Now an even more sweeping action, this time international, is at hand: the Anti-Counterfeiting Trade Agreement (ACTA) would create a WTO-style, multinational initiative to halt “counterfeiting” on the Internet. Though it’s been on the table in various forms since 2007, this year the European Parliament will decide its fate. Should it pass, international agreements could infringe on free speech under the guise of copyright law, and because it would be a global umbrella agreement, Congress might not have any control over it. And as the Internet war wages on, from mini-battles over rights of indie musicians to full-scale Internet creativity, we must see these agreements as an attack on our rights to free speech in order to secure the rights of multinational, uber-wealthy corporations.
It’s difficult not to feel cynical when so many powerful people want to curtail our rights, and are so transparent in their desperation for the bottom line. But there are a few ways to fight back, some of which are incredibly easy (and none of which necessarily entail joining Anonymous):
1. Sign petitions. As the SOPA/PIPA blackout showed, if Internet consensus is great enough, and represents enough votes and campaign dollars, politicians are willing to back down. Right now, EFF is still running its Stop SOPA Campaign, but it is also targeting movements against the unfortunately named “jailbreaking”—which is just the right and ability of people who own their own phones to unlock the operating systems—and the ability of video artists to sample other works (even under fair-trade!). These are ongoing issues. Signing up for EFF’s newsletter will keep you abreast of these issues as they surface.

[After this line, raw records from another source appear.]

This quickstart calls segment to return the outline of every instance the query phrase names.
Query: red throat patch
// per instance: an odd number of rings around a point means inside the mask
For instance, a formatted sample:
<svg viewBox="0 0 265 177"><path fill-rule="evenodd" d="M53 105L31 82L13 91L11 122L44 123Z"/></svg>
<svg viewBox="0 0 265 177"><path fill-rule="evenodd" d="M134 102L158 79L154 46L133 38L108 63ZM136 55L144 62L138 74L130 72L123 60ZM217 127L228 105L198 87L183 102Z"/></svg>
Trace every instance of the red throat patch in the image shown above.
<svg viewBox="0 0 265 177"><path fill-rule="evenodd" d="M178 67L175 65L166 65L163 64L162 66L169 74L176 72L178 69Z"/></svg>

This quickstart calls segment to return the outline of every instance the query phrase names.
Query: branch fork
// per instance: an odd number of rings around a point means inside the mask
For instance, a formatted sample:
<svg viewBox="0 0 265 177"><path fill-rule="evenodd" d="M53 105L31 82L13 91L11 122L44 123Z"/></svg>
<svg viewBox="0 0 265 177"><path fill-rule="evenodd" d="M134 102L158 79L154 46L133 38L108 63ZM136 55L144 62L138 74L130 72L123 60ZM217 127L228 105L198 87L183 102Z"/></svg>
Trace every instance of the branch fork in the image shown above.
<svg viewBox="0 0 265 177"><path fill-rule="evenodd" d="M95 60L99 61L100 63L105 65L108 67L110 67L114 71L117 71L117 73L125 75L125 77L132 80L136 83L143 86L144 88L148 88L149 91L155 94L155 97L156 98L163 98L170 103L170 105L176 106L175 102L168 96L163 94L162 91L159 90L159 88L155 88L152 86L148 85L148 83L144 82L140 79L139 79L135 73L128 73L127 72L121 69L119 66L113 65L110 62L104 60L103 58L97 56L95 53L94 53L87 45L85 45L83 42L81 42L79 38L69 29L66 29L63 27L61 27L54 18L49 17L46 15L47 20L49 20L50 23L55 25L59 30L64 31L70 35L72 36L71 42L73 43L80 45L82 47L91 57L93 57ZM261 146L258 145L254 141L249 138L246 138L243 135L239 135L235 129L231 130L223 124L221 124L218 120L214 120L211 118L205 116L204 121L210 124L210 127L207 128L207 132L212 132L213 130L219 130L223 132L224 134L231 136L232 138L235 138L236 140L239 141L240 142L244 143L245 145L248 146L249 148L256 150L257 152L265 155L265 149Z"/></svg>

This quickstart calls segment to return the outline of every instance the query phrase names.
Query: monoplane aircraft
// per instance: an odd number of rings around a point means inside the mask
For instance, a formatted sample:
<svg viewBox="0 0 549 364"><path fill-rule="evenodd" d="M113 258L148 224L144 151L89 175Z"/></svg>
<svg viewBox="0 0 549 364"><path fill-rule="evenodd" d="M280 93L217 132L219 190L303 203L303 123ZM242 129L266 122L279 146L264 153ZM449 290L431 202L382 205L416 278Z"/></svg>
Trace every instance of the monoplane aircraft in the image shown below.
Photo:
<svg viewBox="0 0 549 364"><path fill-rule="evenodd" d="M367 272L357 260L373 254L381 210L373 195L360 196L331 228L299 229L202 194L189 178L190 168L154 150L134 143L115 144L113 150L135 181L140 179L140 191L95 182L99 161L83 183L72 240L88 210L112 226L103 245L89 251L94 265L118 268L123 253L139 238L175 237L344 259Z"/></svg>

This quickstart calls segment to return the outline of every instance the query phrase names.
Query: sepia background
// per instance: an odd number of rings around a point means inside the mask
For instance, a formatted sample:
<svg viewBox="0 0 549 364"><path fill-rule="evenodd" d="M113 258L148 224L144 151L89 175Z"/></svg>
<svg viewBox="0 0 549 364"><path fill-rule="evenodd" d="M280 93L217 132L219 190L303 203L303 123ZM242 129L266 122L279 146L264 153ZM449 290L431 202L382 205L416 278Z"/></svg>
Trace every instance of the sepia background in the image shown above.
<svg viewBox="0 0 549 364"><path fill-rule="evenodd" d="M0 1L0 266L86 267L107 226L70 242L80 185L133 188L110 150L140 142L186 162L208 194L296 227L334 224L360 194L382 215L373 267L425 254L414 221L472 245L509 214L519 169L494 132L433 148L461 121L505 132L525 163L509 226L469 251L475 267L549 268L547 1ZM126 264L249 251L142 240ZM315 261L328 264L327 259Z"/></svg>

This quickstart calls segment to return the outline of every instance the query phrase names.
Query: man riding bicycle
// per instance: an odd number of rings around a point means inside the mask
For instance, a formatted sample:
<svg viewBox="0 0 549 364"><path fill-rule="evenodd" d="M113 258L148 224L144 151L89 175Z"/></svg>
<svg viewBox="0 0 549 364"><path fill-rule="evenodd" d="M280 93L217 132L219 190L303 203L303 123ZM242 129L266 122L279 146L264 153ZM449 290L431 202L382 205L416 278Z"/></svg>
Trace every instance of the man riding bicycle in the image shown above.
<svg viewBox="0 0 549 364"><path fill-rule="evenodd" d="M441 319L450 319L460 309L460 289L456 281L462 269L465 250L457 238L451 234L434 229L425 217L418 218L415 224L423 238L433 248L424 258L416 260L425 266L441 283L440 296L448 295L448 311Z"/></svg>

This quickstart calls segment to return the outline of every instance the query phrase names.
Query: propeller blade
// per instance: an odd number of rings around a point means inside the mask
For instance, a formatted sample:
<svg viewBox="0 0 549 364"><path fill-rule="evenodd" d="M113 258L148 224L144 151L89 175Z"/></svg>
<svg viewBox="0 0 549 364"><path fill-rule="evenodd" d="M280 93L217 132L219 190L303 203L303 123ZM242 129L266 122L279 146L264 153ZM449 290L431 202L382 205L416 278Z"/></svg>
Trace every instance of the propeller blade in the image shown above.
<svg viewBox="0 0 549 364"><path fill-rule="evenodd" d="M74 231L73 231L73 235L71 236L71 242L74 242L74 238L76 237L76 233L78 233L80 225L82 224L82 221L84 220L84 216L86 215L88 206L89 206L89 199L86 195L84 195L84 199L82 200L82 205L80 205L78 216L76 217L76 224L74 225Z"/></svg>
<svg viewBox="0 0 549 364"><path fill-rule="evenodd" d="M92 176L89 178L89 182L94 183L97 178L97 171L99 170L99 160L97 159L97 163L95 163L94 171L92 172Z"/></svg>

2. Write your congresspeople. Again, SOPA was a fabulous example of how politicians were swayed based on people power. Fight for the Future makes that easy for you online, as does the wonderful Change.org.
3. Donate. As noted above, only four congresspeople were willing to filibuster to stop SOPA/PIPA. To help keep them on the side of Internet freedom, donate to them via Vote for the Net, and tell them why you’re ponying up.